The U.S.- Canada border remains closed to travel deemed non-essential, however. It’s one of the last remaining restrictions New Yorkers face, as Gov. Andrew Cuomo on June 15 announced that nearly all of the rules he imposed to curb the spread of COVID have been lifted.
The border closing, imposed by the U.S. and Canadian federal governments at the start of the pandemic, was the correct choice for halting the spread of such a deadly disease. But given the significant gains made in the battle against COVID in recent weeks, it’s beginning to look like the U.S.- Canada border could be reopened safely sometime soon.
Reopening the border doesn’t, however, appear to be a priority for either President Joe Biden or Canadian Prime Minister Justin Trudeau. They have agreed to a series of one-month extensions of the closure since Biden took office in January, promising to reassess the closure as conditions improve.
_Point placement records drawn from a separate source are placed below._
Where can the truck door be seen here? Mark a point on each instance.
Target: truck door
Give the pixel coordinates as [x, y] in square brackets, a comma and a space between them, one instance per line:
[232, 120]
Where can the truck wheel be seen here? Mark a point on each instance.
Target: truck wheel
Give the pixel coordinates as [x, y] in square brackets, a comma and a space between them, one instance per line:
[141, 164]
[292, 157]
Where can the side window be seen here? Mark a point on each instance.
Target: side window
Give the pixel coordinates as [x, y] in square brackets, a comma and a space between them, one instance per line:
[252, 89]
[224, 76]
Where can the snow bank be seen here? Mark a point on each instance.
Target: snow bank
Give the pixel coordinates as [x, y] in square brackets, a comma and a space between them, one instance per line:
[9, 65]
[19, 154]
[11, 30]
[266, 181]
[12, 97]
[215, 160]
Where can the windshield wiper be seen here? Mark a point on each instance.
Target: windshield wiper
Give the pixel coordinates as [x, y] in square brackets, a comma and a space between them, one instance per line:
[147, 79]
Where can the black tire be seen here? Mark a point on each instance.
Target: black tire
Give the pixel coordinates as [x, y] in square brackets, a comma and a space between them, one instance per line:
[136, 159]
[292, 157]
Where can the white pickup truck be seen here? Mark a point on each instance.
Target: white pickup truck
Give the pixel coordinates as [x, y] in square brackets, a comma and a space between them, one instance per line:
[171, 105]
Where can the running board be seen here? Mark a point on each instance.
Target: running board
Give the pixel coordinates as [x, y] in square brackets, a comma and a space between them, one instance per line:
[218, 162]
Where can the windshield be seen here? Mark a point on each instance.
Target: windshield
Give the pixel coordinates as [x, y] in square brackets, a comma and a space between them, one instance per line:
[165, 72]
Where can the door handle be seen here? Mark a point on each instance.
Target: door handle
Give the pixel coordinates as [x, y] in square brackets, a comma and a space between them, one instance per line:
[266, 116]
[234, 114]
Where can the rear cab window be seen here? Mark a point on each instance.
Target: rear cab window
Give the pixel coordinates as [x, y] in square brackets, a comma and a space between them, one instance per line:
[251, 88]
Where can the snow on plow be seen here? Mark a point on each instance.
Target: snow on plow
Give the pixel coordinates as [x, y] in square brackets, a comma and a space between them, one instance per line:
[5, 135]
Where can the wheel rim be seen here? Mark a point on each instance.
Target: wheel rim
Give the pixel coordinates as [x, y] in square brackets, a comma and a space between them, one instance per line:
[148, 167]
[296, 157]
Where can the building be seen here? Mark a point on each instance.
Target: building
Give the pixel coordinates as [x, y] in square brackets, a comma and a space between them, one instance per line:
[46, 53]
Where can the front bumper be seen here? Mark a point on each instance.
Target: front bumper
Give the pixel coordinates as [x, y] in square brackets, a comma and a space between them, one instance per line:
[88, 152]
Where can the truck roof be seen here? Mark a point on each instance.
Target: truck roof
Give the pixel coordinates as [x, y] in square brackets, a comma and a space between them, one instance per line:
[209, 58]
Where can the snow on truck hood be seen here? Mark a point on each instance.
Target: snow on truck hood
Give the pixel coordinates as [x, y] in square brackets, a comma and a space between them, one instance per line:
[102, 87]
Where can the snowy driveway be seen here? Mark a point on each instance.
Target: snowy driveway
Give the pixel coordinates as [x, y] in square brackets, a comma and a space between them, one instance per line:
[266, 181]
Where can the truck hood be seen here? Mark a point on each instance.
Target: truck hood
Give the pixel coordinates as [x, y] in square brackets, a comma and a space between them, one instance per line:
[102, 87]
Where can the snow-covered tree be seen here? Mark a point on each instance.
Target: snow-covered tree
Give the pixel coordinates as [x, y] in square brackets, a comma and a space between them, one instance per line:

Trudeau and Canada, for their part, have handled the pandemic much better than we have in the U.S. According to Johns Hopkins University of Medicine’s tally of coronavirus mortality rates, Americans have died of COVID-19 at a rate of 183 per 100,000 citizens, while Canada’s rate is just 69 deaths per 100,000. Canadian polling indicates that much of the resistance to reopening the border has come from Canadians themselves, fearful of irresponsible, disease-carrying Americans entering their country.
The situation has improved significantly in recent weeks, however. Cuomo noted Tuesday that New York’s seven-day positivity rate has declined every day since early April and is now below 0.5%. The Mayo Clinic’s map of vaccination rates by state also shows that states along the Canadian border have some of the highest vaccination rates in the U.S., with the exception of Idaho and North Dakota — states that are led by right-wing governors still more concerned with fealty to Donald Trump than with public health.
The fears of Canadians have been based in part on what was, until recently, a meager supply of vaccines. But that, too, has changed drastically in recent weeks as Canada has bolstered its own supply and received donated vaccines from the U.S. The percentage of Canadians who have received at least one dose of the vaccine has skyrocketed since April and now surpassed the U.S., U.K. and Israel. That’s a credit to Canadians, who — let’s face it — are more serious and less gullible than Americans these days. Canadian Health Minister Patty Hajdu told CBC radio last month that vaccine passports would likely be required for U.S. travelers. To those who are opposed to the idea of vaccine passports, well, tough luck.
The border closure is likely to remain until at least July 21, but shouldn’t be necessary for much longer. A frustrated U.S. Rep. Bill Huizenga, R- Mich., recently told 9&10 News that he hopes it will be open by Thanksgiving. But the Buffalo News reported Wednesday that Canada’s intergovernmental affairs minister, Dominic LeBlanc, is expecting restrictions to be eased somewhat as early as July.
The closure has been hardest on cross-border families split by the pandemic, some of whom have resorted to day-camping sessions along the border where they can see their loved ones in person from a distance. For those who have held on this long, relief should be on the way soon.